In short, the fight over decriminalization is a distraction—one typical of societies unable to manage their problems. In perhaps his most famous essay, “Defining Deviancy Down,” Daniel Patrick Moynihan suggested a relationship between a society’s capacity to enforce its norms and how normative that society is. As Moynihan put it, “the amount of deviance . . . [fits] nicely with the supply of stocks and whipping posts.” A society can respond to deviance by boosting its capacity to enforce, but a decline in the capacity to enforce can also lead the society to reduce its normativity. For example, Moynihan argues, the deinstitutionalization of the mentally ill was accompanied by increased tolerance of public madness, and rising crime rates were met with rising acceptance of crime. If society lacks the capacity to deal with deviant behavior, it can simply insist that the behavior is not really deviant.

The language of “deviance” may sound harsh. But in a purely descriptive sense, abusing drugs deviates from the strong—and beneficial—social norm of not consuming substances to excess. The capacity to manage that deviance, moreover, need not be explicitly carceral. The point, rather, is that when a society lacks sufficient capacity to enforce its norms, it may simply let those norms degrade.

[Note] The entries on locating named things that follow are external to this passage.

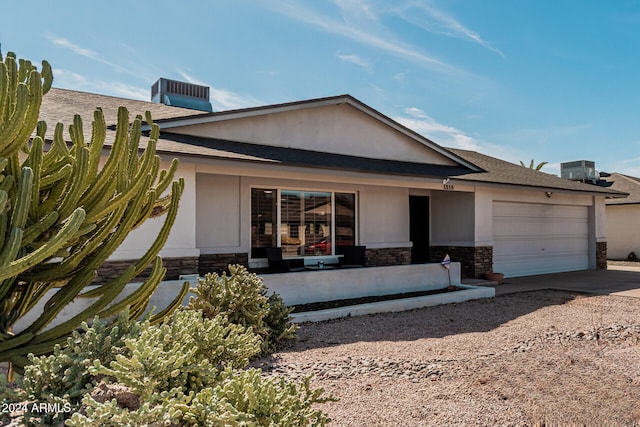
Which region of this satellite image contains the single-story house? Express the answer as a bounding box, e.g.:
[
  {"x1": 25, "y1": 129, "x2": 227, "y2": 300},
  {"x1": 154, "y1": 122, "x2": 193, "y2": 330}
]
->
[
  {"x1": 606, "y1": 173, "x2": 640, "y2": 260},
  {"x1": 41, "y1": 88, "x2": 625, "y2": 278}
]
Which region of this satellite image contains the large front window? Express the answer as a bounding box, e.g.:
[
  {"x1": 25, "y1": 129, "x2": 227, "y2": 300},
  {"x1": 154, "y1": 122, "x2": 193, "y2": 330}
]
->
[{"x1": 251, "y1": 188, "x2": 356, "y2": 258}]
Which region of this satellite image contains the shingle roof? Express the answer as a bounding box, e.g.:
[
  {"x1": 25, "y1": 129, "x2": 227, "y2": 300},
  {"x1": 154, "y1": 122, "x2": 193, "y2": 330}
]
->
[
  {"x1": 40, "y1": 88, "x2": 206, "y2": 137},
  {"x1": 157, "y1": 132, "x2": 470, "y2": 178},
  {"x1": 607, "y1": 173, "x2": 640, "y2": 205},
  {"x1": 449, "y1": 148, "x2": 625, "y2": 197},
  {"x1": 40, "y1": 88, "x2": 625, "y2": 197}
]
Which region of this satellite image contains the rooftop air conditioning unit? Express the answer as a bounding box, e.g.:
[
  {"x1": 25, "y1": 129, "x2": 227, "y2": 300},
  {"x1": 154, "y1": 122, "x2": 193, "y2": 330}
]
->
[
  {"x1": 560, "y1": 160, "x2": 596, "y2": 182},
  {"x1": 560, "y1": 160, "x2": 613, "y2": 187},
  {"x1": 151, "y1": 78, "x2": 213, "y2": 112}
]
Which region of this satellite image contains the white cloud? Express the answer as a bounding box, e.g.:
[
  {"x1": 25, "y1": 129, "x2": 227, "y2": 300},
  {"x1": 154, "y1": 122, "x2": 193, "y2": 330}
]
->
[
  {"x1": 336, "y1": 53, "x2": 373, "y2": 72},
  {"x1": 395, "y1": 2, "x2": 505, "y2": 58},
  {"x1": 596, "y1": 157, "x2": 640, "y2": 177},
  {"x1": 176, "y1": 69, "x2": 263, "y2": 111},
  {"x1": 209, "y1": 86, "x2": 263, "y2": 110},
  {"x1": 264, "y1": 0, "x2": 467, "y2": 76},
  {"x1": 393, "y1": 107, "x2": 544, "y2": 169},
  {"x1": 394, "y1": 107, "x2": 479, "y2": 151}
]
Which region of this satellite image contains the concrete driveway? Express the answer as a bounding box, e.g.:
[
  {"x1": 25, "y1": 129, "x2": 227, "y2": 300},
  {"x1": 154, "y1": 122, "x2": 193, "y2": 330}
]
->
[{"x1": 495, "y1": 266, "x2": 640, "y2": 298}]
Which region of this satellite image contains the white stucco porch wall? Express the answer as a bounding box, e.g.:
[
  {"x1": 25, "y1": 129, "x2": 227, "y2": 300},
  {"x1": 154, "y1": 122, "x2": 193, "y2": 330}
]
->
[
  {"x1": 606, "y1": 204, "x2": 640, "y2": 259},
  {"x1": 109, "y1": 161, "x2": 200, "y2": 261},
  {"x1": 194, "y1": 172, "x2": 411, "y2": 260}
]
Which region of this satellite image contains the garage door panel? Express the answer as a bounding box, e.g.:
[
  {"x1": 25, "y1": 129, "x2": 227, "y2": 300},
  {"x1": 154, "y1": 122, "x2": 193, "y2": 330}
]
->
[{"x1": 493, "y1": 202, "x2": 589, "y2": 277}]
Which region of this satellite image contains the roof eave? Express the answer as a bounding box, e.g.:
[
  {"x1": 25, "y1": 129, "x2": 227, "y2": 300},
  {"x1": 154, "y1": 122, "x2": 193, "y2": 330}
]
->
[{"x1": 142, "y1": 94, "x2": 486, "y2": 172}]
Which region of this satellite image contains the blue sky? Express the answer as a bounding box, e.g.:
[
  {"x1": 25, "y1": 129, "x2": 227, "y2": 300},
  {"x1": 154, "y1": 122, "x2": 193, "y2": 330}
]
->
[{"x1": 0, "y1": 0, "x2": 640, "y2": 176}]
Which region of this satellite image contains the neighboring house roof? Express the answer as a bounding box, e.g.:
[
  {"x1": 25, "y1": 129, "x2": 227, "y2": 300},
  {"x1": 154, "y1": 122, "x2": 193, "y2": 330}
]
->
[
  {"x1": 449, "y1": 148, "x2": 626, "y2": 197},
  {"x1": 607, "y1": 173, "x2": 640, "y2": 205},
  {"x1": 40, "y1": 88, "x2": 626, "y2": 201},
  {"x1": 157, "y1": 132, "x2": 478, "y2": 177}
]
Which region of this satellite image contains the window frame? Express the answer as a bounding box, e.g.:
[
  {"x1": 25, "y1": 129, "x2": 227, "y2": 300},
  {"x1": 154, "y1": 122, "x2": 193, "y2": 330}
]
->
[{"x1": 249, "y1": 184, "x2": 360, "y2": 261}]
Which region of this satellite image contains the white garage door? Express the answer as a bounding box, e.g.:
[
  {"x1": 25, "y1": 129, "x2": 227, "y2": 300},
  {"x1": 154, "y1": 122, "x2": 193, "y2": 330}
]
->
[{"x1": 493, "y1": 202, "x2": 589, "y2": 277}]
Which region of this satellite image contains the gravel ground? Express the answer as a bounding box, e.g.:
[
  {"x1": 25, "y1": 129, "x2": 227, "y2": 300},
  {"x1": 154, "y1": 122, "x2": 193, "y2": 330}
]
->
[{"x1": 257, "y1": 291, "x2": 640, "y2": 426}]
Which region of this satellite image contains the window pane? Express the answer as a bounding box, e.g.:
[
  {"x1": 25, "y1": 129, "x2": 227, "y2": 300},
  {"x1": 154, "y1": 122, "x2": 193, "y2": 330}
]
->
[
  {"x1": 336, "y1": 193, "x2": 356, "y2": 254},
  {"x1": 304, "y1": 192, "x2": 333, "y2": 256},
  {"x1": 280, "y1": 190, "x2": 332, "y2": 256},
  {"x1": 251, "y1": 188, "x2": 278, "y2": 258}
]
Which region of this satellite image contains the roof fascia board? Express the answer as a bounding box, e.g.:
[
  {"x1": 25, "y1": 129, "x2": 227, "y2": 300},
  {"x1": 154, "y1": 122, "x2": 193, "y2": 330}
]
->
[{"x1": 450, "y1": 178, "x2": 629, "y2": 199}]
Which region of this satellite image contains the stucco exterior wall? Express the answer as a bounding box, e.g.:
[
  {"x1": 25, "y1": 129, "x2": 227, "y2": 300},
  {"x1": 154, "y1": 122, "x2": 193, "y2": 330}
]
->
[
  {"x1": 606, "y1": 205, "x2": 640, "y2": 259},
  {"x1": 192, "y1": 172, "x2": 411, "y2": 266},
  {"x1": 360, "y1": 186, "x2": 411, "y2": 249},
  {"x1": 195, "y1": 173, "x2": 241, "y2": 253},
  {"x1": 109, "y1": 161, "x2": 200, "y2": 260}
]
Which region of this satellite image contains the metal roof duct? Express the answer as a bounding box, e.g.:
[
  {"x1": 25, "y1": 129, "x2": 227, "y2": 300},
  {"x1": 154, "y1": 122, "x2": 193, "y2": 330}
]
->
[{"x1": 151, "y1": 78, "x2": 213, "y2": 112}]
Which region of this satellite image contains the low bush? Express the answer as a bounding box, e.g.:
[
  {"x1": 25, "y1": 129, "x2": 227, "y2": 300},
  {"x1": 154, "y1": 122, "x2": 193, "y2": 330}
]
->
[
  {"x1": 187, "y1": 265, "x2": 297, "y2": 353},
  {"x1": 67, "y1": 310, "x2": 332, "y2": 427},
  {"x1": 18, "y1": 266, "x2": 333, "y2": 427}
]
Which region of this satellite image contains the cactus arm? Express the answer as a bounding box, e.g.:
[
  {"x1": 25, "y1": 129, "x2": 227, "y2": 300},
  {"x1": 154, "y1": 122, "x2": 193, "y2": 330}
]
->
[
  {"x1": 149, "y1": 282, "x2": 190, "y2": 325},
  {"x1": 0, "y1": 208, "x2": 85, "y2": 280},
  {"x1": 11, "y1": 167, "x2": 33, "y2": 228},
  {"x1": 98, "y1": 257, "x2": 166, "y2": 318},
  {"x1": 22, "y1": 211, "x2": 60, "y2": 246},
  {"x1": 58, "y1": 147, "x2": 89, "y2": 218},
  {"x1": 156, "y1": 159, "x2": 178, "y2": 194},
  {"x1": 84, "y1": 107, "x2": 129, "y2": 203},
  {"x1": 0, "y1": 227, "x2": 22, "y2": 270},
  {"x1": 127, "y1": 178, "x2": 184, "y2": 272},
  {"x1": 0, "y1": 70, "x2": 42, "y2": 157},
  {"x1": 87, "y1": 108, "x2": 107, "y2": 177},
  {"x1": 0, "y1": 333, "x2": 33, "y2": 353}
]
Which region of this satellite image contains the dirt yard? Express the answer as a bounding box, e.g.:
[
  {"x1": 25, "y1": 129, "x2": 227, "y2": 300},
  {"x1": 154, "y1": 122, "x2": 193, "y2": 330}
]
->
[{"x1": 259, "y1": 291, "x2": 640, "y2": 427}]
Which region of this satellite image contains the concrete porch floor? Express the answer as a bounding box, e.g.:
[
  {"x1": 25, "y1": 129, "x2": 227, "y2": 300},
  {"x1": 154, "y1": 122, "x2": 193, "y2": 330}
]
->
[{"x1": 462, "y1": 265, "x2": 640, "y2": 298}]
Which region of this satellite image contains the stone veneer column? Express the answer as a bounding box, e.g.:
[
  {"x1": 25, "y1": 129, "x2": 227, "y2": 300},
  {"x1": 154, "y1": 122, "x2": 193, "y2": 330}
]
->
[
  {"x1": 198, "y1": 253, "x2": 249, "y2": 276},
  {"x1": 93, "y1": 257, "x2": 198, "y2": 284},
  {"x1": 596, "y1": 242, "x2": 607, "y2": 270},
  {"x1": 431, "y1": 246, "x2": 493, "y2": 279}
]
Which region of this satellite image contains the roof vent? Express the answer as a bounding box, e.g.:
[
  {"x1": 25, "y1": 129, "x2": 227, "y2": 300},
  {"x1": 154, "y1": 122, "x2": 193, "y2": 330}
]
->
[
  {"x1": 151, "y1": 78, "x2": 213, "y2": 112},
  {"x1": 560, "y1": 160, "x2": 613, "y2": 187}
]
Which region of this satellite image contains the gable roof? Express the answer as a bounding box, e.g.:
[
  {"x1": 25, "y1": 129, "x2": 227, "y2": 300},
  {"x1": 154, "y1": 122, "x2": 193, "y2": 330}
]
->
[
  {"x1": 148, "y1": 95, "x2": 482, "y2": 172},
  {"x1": 449, "y1": 148, "x2": 627, "y2": 197},
  {"x1": 607, "y1": 173, "x2": 640, "y2": 205},
  {"x1": 157, "y1": 132, "x2": 472, "y2": 178}
]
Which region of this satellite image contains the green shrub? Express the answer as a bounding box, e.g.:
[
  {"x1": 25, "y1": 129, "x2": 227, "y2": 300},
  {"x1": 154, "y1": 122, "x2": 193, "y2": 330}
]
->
[
  {"x1": 187, "y1": 265, "x2": 297, "y2": 353},
  {"x1": 66, "y1": 310, "x2": 332, "y2": 427},
  {"x1": 67, "y1": 369, "x2": 334, "y2": 427},
  {"x1": 90, "y1": 310, "x2": 260, "y2": 400},
  {"x1": 23, "y1": 311, "x2": 140, "y2": 426}
]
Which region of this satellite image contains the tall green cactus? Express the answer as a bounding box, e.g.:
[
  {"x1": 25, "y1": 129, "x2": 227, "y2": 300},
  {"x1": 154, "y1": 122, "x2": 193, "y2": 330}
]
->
[{"x1": 0, "y1": 53, "x2": 188, "y2": 371}]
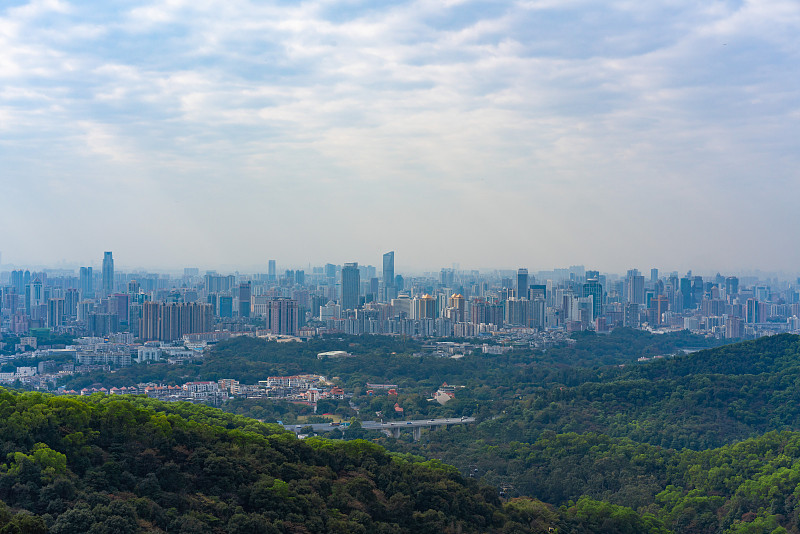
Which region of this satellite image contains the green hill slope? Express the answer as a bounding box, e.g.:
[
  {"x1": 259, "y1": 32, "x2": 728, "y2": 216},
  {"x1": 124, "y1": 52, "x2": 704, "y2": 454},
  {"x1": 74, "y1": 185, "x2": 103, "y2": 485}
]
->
[{"x1": 0, "y1": 389, "x2": 676, "y2": 534}]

Measure 110, in this view, was an effort to define deviancy down—to identify the problem not as drug abuse but as the undue policing of same. The Oregon legislature’s rejection of this attempt, though, does not mean that it has remedied the structural deficit to which the downward definition was an attempted adaptation.

The deficit is, in a word, treatment. Before 110, Oregon had the lowest rates of treatment among those who need it of any state. In 2017, only 40 percent of Oregonian Medicaid enrollees with a substance use disorder received treatment, including just 12 percent who received residential treatment. These figures represent both a lack of capacity—as of 2019, the state had just 3 residential treatment beds for each 10,000 citizens—and a lack of pressure to get treated. Rates of civil commitment in Oregon have declined more or less continuously since the early 2000s.

Measure 110 neither caused these problems nor fixed them. Repealing Measure 110 won’t fix them, either—not without a substantive commitment to treatment.

To the credit of the repeal’s drafters, the post-110 system will contain a host of “off-ramps.” Those convicted of possession will automatically get probation; even if their probation is revoked, they will be entitled to be released to an available treatment program. Police and district attorneys will be “encouraged” to reroute possession offenders to “deflection programs,” providing treatment in lieu of incarceration.

If it works, such an approach could make an appreciable impact on Oregon’s drug scourge. People with severe substance use disorders often cycle through the criminal justice system, not only for possession but also myriad other offenses. Accepting that fact, and making the system a major source of treatment, can help those most in need.

But deflecting people into treatment, or diverting them post-revocation, will work only if there is adequate capacity into which to move them. Without it, and a commitment to use it, the system cannot work. It’s not enough to define deviancy back up—the resources must be there to address it, too.